Un cadavere politico
Nelle elezioni politiche del novembre 1919, i Fasci subirono una disfatta totale. Non
c’erano più neppure i soldi per stampare manifesti e “Il Popolo d’Italia” perdeva
lettori. Depresso e isolato, per un attimo Mussolini pensò di vendere il suo giornale e
di abbandonare la politica. Ma l’attimo della rinuncia passò presto e, deciso a
navigare a vista, senza una meta precisa, si accinse a riprendere la lotta politica
spostandosi a destra. Nel secondo congresso nazionale dei Fasci (Milano, maggio
1919), il programma radicale, repubblicano e anticlericale fu accantonato. Il fascismo
si presentò come difensore della borghesia produttiva e del capitalismo contro ogni
esperimento di rivoluzione sociale, ma questo non bastò a rilanciare il movimento.
Mobilitazione antinazionalista
Dopo la disfatta elettorale, il fascismo accentuò la sua organizzazione militare. Dalla
metà del 1920, le squadre fasciste cominciarono a distruggere le organizzazioni
socialiste e proletarie e furono coinvolte in diversi episodi di violenza, ma i fascisti
restavano comunque ai margini della scena politica, ancora dominata dal partito
socialista.
La prima offensiva squadrista su larga scala fu lanciata dai fascisti alla fine del 1920,
in coincidenza con l’occupazione delle fabbriche di settembre che sembrava
preludere a un moto rivoluzionario, con le guardie rosse armate che presiedevano le
officine occupate. L’occupazione delle fabbriche cessò dopo 22 giorni con un
accordo fra la CGdL e la Confederazione degli industriali, raggiunto con la
mediazione di Giolitti e approvato dallo stesso Mussolini.

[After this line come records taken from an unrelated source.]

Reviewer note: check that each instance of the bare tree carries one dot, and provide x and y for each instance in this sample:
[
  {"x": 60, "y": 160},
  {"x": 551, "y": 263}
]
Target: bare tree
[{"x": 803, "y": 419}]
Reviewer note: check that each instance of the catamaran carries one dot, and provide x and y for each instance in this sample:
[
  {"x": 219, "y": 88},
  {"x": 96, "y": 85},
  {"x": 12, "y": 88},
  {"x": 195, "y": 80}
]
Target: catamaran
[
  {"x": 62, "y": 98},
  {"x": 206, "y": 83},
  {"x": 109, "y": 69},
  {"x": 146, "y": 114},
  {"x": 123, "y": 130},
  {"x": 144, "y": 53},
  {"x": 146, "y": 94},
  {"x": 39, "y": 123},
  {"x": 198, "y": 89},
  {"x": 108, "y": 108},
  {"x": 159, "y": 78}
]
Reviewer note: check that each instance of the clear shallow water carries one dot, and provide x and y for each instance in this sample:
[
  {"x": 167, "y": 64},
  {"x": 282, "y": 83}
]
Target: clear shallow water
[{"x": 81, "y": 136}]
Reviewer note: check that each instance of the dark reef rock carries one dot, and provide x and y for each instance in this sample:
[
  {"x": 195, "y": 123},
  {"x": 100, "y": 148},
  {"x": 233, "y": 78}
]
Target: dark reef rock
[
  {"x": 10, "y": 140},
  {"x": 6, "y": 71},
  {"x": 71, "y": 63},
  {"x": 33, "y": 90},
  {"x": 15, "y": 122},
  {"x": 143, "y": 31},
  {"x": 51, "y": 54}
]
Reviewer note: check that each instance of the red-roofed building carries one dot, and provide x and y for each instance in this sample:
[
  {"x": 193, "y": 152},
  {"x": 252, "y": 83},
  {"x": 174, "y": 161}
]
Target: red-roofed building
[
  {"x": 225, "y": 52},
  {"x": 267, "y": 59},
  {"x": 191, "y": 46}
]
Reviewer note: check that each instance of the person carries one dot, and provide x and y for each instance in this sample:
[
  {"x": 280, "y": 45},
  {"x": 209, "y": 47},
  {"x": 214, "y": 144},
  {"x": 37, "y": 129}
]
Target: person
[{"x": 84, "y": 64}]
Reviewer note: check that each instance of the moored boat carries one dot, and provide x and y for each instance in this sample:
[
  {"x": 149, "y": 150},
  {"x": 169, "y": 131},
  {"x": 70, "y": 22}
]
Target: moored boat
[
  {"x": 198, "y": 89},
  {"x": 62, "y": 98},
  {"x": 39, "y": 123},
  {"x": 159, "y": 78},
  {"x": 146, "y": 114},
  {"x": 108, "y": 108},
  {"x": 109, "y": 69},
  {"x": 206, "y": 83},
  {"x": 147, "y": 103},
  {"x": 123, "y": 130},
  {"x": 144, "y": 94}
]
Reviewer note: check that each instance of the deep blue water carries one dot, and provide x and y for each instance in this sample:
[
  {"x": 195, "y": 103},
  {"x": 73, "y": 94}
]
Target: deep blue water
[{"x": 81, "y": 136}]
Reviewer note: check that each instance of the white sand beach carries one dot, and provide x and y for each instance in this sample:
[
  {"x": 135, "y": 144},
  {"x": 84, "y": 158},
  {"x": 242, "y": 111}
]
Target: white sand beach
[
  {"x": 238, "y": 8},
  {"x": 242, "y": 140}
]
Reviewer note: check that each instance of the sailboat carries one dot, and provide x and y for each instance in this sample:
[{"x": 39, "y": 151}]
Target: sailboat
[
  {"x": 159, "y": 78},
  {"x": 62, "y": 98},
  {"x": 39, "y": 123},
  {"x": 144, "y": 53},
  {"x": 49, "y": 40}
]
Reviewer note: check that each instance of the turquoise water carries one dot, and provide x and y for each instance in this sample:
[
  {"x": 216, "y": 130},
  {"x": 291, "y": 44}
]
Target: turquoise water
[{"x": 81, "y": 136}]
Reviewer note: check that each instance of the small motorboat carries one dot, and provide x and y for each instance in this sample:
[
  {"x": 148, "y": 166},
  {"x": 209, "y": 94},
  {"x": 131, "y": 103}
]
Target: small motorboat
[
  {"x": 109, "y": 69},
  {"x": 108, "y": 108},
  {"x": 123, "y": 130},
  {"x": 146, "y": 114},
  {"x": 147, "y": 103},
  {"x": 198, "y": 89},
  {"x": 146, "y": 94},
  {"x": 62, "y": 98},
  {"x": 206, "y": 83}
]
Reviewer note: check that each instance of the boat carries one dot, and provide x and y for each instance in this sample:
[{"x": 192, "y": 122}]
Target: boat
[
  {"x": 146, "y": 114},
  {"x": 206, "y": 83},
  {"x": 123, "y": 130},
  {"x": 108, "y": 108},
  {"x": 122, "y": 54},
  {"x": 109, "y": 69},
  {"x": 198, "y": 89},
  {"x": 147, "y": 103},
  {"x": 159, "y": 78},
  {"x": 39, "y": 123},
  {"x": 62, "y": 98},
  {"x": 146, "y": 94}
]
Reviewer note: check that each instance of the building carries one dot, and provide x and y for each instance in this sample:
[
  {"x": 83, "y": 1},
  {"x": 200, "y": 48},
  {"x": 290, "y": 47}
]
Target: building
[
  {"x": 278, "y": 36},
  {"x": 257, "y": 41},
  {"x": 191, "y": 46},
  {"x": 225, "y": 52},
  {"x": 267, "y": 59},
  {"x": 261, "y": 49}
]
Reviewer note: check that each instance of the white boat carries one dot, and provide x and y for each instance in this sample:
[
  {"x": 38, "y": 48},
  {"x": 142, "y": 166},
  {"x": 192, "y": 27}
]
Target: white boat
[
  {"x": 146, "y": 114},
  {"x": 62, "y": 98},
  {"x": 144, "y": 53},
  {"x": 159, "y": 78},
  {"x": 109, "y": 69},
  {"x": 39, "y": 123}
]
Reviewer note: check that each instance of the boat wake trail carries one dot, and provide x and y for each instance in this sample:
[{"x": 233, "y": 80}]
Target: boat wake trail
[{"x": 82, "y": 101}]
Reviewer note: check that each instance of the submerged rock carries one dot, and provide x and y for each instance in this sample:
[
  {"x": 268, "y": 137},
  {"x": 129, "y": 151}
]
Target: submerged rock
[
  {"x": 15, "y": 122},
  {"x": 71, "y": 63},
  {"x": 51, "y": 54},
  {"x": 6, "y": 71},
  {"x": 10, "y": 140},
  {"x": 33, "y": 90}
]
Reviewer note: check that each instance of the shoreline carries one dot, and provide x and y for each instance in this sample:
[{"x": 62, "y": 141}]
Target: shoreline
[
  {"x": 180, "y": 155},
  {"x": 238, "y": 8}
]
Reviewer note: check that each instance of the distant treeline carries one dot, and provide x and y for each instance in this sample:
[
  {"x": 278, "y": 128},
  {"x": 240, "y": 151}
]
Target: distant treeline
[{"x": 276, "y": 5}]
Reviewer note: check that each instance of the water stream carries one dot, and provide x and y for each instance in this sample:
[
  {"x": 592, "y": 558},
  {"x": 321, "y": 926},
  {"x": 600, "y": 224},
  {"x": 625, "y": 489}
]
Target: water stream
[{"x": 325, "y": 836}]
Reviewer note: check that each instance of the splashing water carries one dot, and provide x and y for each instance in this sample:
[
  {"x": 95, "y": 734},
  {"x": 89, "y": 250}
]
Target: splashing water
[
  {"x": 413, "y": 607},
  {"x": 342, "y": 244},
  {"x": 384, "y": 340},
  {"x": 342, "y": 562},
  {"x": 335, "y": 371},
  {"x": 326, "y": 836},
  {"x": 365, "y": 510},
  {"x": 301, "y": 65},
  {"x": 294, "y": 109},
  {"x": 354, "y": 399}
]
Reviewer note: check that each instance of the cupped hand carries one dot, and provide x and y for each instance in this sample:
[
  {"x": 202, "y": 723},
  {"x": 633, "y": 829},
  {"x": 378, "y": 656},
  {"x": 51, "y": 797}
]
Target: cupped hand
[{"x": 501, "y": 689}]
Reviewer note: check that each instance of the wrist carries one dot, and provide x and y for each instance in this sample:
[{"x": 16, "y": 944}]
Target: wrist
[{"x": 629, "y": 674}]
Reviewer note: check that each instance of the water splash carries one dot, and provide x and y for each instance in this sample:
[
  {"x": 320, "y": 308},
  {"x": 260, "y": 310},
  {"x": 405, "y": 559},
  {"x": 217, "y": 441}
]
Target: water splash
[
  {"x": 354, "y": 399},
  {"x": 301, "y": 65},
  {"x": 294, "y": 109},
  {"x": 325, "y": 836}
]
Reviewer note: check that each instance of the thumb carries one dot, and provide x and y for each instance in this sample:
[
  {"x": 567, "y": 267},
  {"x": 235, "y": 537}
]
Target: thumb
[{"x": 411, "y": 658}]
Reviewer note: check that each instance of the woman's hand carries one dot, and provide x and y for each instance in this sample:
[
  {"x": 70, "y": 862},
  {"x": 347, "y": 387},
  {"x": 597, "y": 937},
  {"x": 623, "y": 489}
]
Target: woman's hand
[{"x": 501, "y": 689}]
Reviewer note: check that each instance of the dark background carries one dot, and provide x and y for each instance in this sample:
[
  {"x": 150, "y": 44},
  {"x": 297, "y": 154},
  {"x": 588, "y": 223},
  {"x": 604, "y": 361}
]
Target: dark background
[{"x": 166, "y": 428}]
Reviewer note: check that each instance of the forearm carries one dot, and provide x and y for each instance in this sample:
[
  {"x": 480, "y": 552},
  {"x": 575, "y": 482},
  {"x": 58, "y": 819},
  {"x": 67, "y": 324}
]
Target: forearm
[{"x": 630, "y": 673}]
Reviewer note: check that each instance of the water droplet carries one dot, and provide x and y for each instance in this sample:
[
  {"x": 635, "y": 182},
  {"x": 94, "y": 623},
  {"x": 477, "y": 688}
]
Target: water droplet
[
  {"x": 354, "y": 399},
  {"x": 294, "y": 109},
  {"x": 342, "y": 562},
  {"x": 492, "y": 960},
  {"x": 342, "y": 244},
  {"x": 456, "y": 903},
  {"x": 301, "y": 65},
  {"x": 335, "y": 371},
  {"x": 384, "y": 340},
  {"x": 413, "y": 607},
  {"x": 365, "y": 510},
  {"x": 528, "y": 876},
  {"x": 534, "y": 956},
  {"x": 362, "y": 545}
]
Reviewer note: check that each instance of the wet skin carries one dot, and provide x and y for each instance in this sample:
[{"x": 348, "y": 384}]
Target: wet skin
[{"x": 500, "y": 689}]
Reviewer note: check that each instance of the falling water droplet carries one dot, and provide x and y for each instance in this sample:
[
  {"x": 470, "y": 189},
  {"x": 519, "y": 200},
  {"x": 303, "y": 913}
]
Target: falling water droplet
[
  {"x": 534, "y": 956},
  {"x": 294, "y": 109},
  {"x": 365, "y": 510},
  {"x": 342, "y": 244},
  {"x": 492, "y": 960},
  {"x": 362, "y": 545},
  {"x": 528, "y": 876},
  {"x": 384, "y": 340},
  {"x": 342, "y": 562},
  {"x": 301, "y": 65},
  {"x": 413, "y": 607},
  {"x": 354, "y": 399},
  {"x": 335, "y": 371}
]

L’occasione per la reazione antisocialista furono le elezioni amministrative che si
svolsero tra ottobre e novembre. Il successo elettorale, infatti, rinfocolò la retorica
rivoluzionaria dei massimalisti eletti alla guida di molti comuni e provincie: essi
annunciarono che avrebbero usato le istituzioni dello Stato borghese per combatterlo
dall’interno fino a determinarne il crollo e la rovina. La bandiera rossa, al posto del
tricolore, sventolava dalla sede dei municipi e dei consigli provinciali e le autorità
governative non osavano intervenire per evitare violente conseguenze.